Output folder structure explanation

random_name
.
├── 1_map_to_build
│   ├── 1.merged
│   ├── ......
│   ├── 22.merged
│   ├── random_name.tsv-meta.yaml
│   └── unmapped
├── 2_ten_sc
│   ├── ten_percent_chr1.sc
│   ├── .......
│   └── ten_percent_chr22.sc
├── 4_harmonization
│   ├── chr1.merged.hm
│   ├── chr1.merged.log.tsv.gz
│   ├── .......
│   ├── chr22.merged.hm
│   └── chr22.merged.log.tsv.gz
├── 5_qc
│   ├── harmonised.qc.tsv
│   ├── harmonised.tsv
│   └── report.txt
├── final
│   ├── random_name.h.tsv.gz
│   ├── random_name.h.tsv.gz-meta.yaml
│   ├── random_name.h.tsv.gz.tbi
│   └── random_name.running.log
└── ten_percent_total_strand_count.tsv

Genome Build Mapping outputs

This step lifts variants to the desired genome assembly (GRCh38) using the process ./modules/local/map_to_build.nf, generating the following outputs:

  • chr*.merged: Contains variants with their chromosome and base_pair_location updated to the target genome build.
  • unmapped: Collects all variants (rows) that failed to be mapped to the target genome build.

Orientation of palindromic variants outputs

This step is to infer palindromic variants' strand orientation using a strand consensus approach. It contains two process: ./modules/local/ten_percent_counts.nf and ./modules/local/ten_percent_counts_sum.nf

  • ./ten_sc/ten_percent_chr*.sc: For variants in each chromosome, this output summarises the number of:
    • Forward strand variants
    • Reverse strand variants
    • Palindromic variants
    • No VCF record found
    • Invalid variants for harmonisation
  • ten_percent_total_strand_count.tsv: This file provides an overview across all chromosomes, detailing the counts of each variant type. It calculates the strand consensus ratio and infers the mode for palindromic variants:
    • forward: Infers that the palindromic variant is on the forward strand
    • reverse: Infers that the palindromic variant is on the reverse strand
    • drop: Indicates that the strand of the palindromic variant cannot be inferred, and these variants are dropped from harmonisation.

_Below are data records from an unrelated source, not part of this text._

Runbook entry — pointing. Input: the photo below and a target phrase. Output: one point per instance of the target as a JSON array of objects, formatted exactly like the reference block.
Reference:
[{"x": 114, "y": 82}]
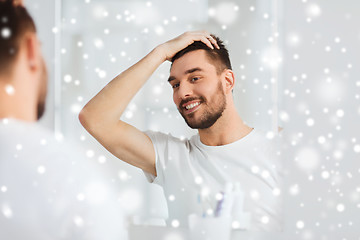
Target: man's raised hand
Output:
[{"x": 171, "y": 47}]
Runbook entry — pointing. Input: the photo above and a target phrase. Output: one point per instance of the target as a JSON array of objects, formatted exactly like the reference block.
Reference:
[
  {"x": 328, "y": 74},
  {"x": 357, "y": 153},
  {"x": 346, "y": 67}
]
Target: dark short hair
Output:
[
  {"x": 219, "y": 57},
  {"x": 15, "y": 21}
]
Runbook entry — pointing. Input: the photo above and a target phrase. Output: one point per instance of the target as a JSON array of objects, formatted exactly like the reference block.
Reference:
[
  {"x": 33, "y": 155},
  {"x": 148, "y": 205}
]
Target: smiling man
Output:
[{"x": 193, "y": 171}]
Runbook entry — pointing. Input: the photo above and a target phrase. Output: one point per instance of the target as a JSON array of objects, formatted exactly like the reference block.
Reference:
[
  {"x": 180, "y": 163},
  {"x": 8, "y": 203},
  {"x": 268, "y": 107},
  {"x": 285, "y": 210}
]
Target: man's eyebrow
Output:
[{"x": 171, "y": 78}]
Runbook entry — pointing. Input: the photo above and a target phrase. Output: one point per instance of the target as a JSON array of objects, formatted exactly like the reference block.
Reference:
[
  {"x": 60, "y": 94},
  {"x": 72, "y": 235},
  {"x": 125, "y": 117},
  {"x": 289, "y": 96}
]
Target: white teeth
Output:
[{"x": 190, "y": 106}]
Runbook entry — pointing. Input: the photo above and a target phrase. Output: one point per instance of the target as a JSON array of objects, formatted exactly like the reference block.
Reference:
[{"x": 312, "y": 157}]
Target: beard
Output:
[{"x": 212, "y": 111}]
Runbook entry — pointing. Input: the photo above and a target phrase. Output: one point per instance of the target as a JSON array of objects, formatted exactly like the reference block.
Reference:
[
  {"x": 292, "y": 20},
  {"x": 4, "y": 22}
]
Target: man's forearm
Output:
[{"x": 110, "y": 103}]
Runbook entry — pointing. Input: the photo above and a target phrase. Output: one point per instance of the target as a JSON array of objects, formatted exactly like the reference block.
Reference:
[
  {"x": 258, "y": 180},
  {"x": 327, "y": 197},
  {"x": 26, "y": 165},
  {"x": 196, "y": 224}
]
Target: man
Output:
[
  {"x": 47, "y": 190},
  {"x": 193, "y": 172}
]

Harmonising the variant outputs

This process aligns each variant with the reference and makes necessary changes to the corresponding values. It is the product of the process ./modules/local/harmonization.nf

  • harmonization/chr*.merged.hm: Contains the harmonized results for each chromosome.
  • harmonization/chr*.merged.log.tsv.gz: This log file summarising the number of variants for each hm_code that appears in this chromosome. Please refer to this file for more information about the hm_code.

Quality control outputs

The QC process involves filtering out variants that lack valid values in essential columns. It includes results from the process .modules/local/qc.nf.

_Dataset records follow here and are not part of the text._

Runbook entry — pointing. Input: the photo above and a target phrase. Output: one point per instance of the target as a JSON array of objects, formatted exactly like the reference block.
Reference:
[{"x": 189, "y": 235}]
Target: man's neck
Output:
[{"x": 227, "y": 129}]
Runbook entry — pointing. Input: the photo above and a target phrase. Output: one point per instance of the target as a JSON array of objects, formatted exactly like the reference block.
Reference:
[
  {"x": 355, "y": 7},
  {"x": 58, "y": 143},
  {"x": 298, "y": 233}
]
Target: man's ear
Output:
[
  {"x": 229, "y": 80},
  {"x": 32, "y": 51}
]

  • qc/harmonised.tsv: This file includes the harmonised results from all chromosomes.
  • qc/harmonised.qc.tsv: This file includes the harmonised results of variants without missing values in essential columns.
  • qc/report.txt: This file documents the rows that were removed during this QC step.

Final outputs

The final folder contains well-compressed and organised final outputs:

  • final/random_name.h.tsv.gz: Bgzip-compressed and sorted harmonisation results from all chromosomes.
  • final/random_name.h.tsv.gz-meta.yaml: Updated YAML file for final/random_name.h.tsv.gz.
  • final/random_name.h.tsv.gz.tbi: Tabix file for final/random_name.h.tsv.gz
  • final/random_name.running.log: Summary log recording information about the pipeline, reference, genome build results, inferred strand of palindromic SNPs, and the number as well as percentage of variants that were successfully harmonised or failed.